Before arriving at the University Children's Hospital in Prokocim for our meeting, we didn't expect that our Friday evening would be so enjoyable.  Informed by his mother of his love of football, we weren't surprised to find Jasiek wearing a football t-shirt (this time with something other than a picture of Thierry Henry, his favorite footballer).  After some quick introductions, we began to talk about his wish.  As usual, the wish of another dog was brought up.  However, after a little more time with Jasiek, we uncovered his actual wish.  Inside his bedside cabinet, his Farming Simulator computer game is patiently waiting for a new Lenovo laptop.  We were also quite surprised to hear him talk so much about this game and discover all the strategies he has developed for it.  We also spent time laughing, telling jokes, and talking about his experiences at school and his plans for the future.  Even under such circumstances, Jasiek's sense of humor is enviable.

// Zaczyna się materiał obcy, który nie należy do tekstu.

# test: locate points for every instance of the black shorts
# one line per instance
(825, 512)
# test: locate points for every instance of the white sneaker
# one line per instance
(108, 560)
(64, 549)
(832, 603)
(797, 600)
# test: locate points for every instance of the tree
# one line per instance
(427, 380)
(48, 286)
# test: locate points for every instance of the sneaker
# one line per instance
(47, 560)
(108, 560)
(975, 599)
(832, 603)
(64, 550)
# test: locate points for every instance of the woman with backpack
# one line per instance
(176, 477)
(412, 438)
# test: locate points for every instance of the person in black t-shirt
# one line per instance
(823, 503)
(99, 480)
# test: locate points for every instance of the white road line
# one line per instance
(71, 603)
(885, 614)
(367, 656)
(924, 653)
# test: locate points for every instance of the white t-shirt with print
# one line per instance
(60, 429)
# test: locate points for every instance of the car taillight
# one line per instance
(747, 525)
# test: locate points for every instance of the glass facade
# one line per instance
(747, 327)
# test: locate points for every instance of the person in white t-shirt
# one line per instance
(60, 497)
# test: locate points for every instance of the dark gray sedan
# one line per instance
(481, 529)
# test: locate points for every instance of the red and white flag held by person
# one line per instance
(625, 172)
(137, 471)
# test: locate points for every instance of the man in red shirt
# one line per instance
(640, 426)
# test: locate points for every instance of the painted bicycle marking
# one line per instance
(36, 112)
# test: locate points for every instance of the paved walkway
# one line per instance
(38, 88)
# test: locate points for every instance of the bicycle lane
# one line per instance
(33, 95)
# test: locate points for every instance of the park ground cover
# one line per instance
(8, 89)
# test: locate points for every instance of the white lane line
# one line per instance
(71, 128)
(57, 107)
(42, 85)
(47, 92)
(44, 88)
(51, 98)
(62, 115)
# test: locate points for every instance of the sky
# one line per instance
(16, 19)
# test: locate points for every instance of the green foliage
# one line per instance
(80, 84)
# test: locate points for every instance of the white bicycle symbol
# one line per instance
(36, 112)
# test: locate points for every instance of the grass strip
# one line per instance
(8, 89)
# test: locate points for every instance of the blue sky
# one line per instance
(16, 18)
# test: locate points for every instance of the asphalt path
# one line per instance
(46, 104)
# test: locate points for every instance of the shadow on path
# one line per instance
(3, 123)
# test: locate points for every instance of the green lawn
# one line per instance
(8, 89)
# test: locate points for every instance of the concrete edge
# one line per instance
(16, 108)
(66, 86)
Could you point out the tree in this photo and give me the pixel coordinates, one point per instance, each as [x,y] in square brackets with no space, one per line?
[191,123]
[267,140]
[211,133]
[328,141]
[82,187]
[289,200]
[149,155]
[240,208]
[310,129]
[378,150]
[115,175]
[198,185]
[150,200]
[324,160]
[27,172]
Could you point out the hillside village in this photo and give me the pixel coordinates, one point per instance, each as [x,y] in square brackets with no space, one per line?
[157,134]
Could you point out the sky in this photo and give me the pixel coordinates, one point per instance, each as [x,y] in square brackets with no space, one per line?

Jasiek's next week will consist of many diagnostic tests, a short rest at home, and then his next cycle of chemotherapy in the the hospital.  To make things better, his mother will take time away from the care of his three other siblings to bring him his favorite vanilla milk and share stories from home.

Please contact us (press ''Chce pomóc' button on the left)  if you would like to help make Jasiek's wish come true.

spełnienie marzenia

2015-05-02

Długi weekend okazał się być dla nas, wolontariuszy, wyjątkowo radosny. W sobotnie popołudnie wybraliśmy się do Dziecięcego Szpitala Uniwersyteckiego w Prokocimu, aby spełnić Marzenie Jasia. Wyczekiwał nas Marzyciel oraz jego przesympatyczna Mama.

Ale do rzeczy: po wysłuchaniu przemowy i gratulacji, odebraniu dyplomu wreszcie nastąpił długo oczekiwany moment: rozpakowywanie! To już nie było takie proste, przecież chwile oczekiwania bywają najmilsze, także Marzyciel musiał przebrnąć przez sznurki, papiery, pudełka, żeby wreszcie „odpalić” Laptopa Lenovo. Nowy sprzęt był marzeniem Jaśka, także szybko zaczął go „personalizować”, ściągać gry i opowiadać o swoim drugim świecie w grach. Dowiedzieliśmy się również jak dobrze Marzyciel radzi sobie ostatnio w szkole, Mamę wprost rozpierała duma. Przed Marzycielem jeszcze kolejne wizyty w szpitalu, także Laptop będzie mu długo towarzyszył. Mamy nadzieję, że będzie w stanie zapewnić mu wiele chwil zapomnienia i radości, a także doda energii do walki z chorobą. Jasiek już nie może się doczekać obiecanej przez Tatę jazdy na motorze i powrotu do ulubionej gry w piłkę nożną! Dziękujemy Mamie i Marzycielowi za tak miłe popołudnie!